Fast forward to today. Every computer sold has hardware memory protection built-in. Anyone who doesn't know why that's a good thing needs to spend time on an Amiga.

And yet, despite that, threads are all the rage. Why? Because people have this idiotic belief that they're somehow "more efficient" than processes. Such people probably program about as well as they think, which is to say not very well. Threads are indeed more efficient at context switching than processes, but the real question is: does that really matter? In the vast majority of cases, it doesn't, because in the vast majority of cases multiple threads are being used to make the user interface responsive. There's no way a human being can tell the difference between a millisecond-level context switch time and a microsecond-level one.

On top of that, processes bring one critical advantage to the table that threads don't: memory protection. And for the same reason memory protection is important at the OS and hardware level, so too is it important at the process and thread level: it allows clean, protected separation of concern and greater overall application stability.

The vast, vast majority of applications that are multithreaded don't actually need the slight additional context switch performance advantage that threads bring to the table, but they very much need the memory protection facilities that processes bring to the table. Which is another way of saying that if your application needs concurrency, you're a fool if you blindly use threads instead of processes.

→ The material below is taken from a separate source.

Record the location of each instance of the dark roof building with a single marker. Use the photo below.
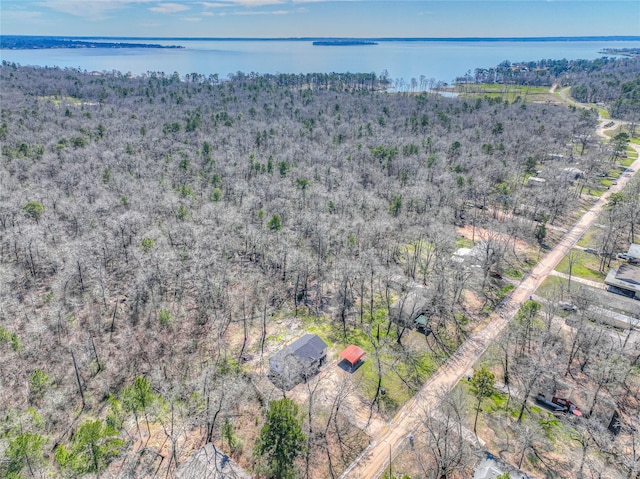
(298, 361)
(210, 463)
(410, 307)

Even Windows supports fork() these days, with the POSIX subsystem (available, as far as I know, on any Windows 2000 and later system), so creating a clone of your current process is dirt simple even under Windows. End result: application authors have no good reason to use threads over processes unless they've actually done the math and can prove that their application really needs the slight performance advantage of threads more than the significant reliability advantage of processes.

As to the other reason for using threads, the sharing of memory, there's this really cool new technology out these days. Maybe you've heard of it. It's called "shared memory". It's only been available for 20 years or so. No wonder most people haven't heard of it. Being forced to explicitly declare what's shared and what isn't is a good thing, because it makes you program easier to maintain, easier to debug, and more reliable -- all at the same time.

The bottom line is this: if you need concurrency in your application, you should be using processes, not threads. If you insist on using threads, you'd better have a damned good reason for it, because the reliability implications of threads are hugely negative while the performance implications are modest at best.

Re:Bah humbug

Unfortunately you say processes have their own memory protection which is better than threads that have to do their own synchronisation when accessing shared memory, but then go on about process-based shared memory needing its own additional protection.

If you need concurrency in your apps, there isn't that much between threads and processes. However, if you need interprocess-communication then you are far better off with threads, they are significantly faster wrt locking than processes as all process-based locks must be done at the OS level, using shared (and finite) system resources. Threads can just use a critical section and have done with it, almost no overhead.

Threads are not more efficient at context switching than processes, the same procedure happens whether a thread is switched, or a process is (in fact, a process is really an app with 1 thread). However, as threads can share memory more efficiently, locking is often not needed as much so they appear to be more efficient.

The best argument for threads v processes is Apache. Personally, I agree with the Apache group that Apache 2 with its thread-based model is better. They should know.

Re:Don't Bother

99.99% of the time

...people who use that phrase don't know what they're talking about, and especially don't grok statistics.

Re:400MB download

Me, I was expecting 100 4MB movies files that you would have to play concurrently.